If the trend gains momentum, state agencies may not be able to release consumer information because information such as a driver's license often is accessed by inputting a Social Security number, Mr. Alldredge adds. This is the "next phase" in the privacy issue, he said. The Social Security number is a "national identity tool" that business has come to rely on, Mr. Alldredge said.

The issue should be determined by looking back to the intent of the Social Security Act, according to Kevin Hennosy, chairman and founder of SpreadtheRisk.org in Kansas City, Mo. A Social Security number should not be used for purposes other than Social Security, he added.

"It is a dangerous number to have floating around," said Robert Hunter, a consumer advocate with the Consumer Federation of America in Washington. It is a critical number to all kinds of a consumer's personal accounts, he noted.

Indiana is one state where this new issue is being advanced. Indiana Attorney General Steve Carter is supporting a privacy bill, Indiana SB 376, that has passed out of the state Senate and is moving through the Assembly. The bill could be voted into law by March 14, when the session ends.

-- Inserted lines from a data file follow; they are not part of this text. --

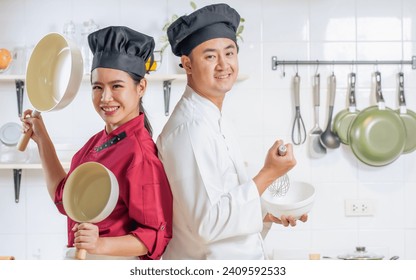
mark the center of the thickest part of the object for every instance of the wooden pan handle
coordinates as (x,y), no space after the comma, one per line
(80,254)
(24,139)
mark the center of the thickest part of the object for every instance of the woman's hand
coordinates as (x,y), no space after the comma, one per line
(87,237)
(285,221)
(35,123)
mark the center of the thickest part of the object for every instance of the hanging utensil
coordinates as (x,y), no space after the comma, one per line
(344,118)
(408,117)
(328,138)
(280,186)
(298,129)
(316,149)
(377,135)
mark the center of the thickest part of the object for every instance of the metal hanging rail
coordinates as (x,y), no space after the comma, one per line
(276,63)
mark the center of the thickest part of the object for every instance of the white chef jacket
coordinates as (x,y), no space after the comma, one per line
(217,212)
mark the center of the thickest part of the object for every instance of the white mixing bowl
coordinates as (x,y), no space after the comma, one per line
(298,200)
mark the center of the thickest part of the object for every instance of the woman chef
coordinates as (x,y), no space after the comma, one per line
(141,223)
(217,207)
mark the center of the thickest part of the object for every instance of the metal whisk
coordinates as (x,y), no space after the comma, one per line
(280,186)
(298,128)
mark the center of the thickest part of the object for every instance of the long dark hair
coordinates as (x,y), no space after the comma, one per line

The measure would bar release of a social security number to insurers and others in the public sector unless a court order is obtained or a federal statute requires its dissemination.

Attorneys general's interest in privacy regulation currently has them tracking how privacy standards are being implemented to conform with GLBA. A letter sent in mid-February by 46 attorneys general to the Federal Trade Commission made recommendations on how privacy notices should be implemented in the future.

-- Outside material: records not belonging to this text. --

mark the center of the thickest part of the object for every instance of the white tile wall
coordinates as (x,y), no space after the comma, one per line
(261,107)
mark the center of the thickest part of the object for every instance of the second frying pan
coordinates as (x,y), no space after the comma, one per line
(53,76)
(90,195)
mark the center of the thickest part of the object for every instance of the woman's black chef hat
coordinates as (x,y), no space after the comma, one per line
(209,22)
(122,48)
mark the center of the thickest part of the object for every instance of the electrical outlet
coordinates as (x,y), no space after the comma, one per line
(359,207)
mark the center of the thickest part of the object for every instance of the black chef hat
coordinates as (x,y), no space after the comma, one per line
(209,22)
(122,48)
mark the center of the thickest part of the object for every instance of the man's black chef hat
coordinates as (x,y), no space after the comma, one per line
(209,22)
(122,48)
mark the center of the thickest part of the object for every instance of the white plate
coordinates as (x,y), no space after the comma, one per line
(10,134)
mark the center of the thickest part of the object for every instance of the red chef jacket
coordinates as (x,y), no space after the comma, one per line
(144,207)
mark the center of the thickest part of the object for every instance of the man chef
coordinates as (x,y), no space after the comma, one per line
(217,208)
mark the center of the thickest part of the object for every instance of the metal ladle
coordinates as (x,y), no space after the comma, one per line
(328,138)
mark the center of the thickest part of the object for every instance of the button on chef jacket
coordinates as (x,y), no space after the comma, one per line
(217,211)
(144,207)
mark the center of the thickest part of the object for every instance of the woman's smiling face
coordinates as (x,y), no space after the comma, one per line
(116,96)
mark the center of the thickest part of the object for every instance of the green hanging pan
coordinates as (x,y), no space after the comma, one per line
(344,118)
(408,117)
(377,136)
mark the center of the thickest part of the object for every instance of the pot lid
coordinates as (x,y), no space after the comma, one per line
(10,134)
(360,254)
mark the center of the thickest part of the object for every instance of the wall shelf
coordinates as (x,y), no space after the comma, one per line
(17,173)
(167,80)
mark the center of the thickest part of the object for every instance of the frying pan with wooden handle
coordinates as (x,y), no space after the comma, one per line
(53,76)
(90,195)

The attorneys general are recommending short, standard forms. They wrote that "it is clear that millions of consumers did not read or understand the dense text and long discussion contained in thousands of privacy notices developed by financial institutions prior to the initial July 1, 2001, deadline."

They cite the low opt-out rate, less than 5 percent, to forms sent out to meet a July 1, 2001, deadline. An opt-out is a request by a consumer that nonpublic personal information not be used.

Icons or a format similar to a food label developed by the Food and Drug Administration to signify different consumer preferences on privacy are being advocated by the attorneys general.

Indeed, the attorneys general argued in their letter that consistency will cut down on compliance costs and enhance competition by making comparisons easier.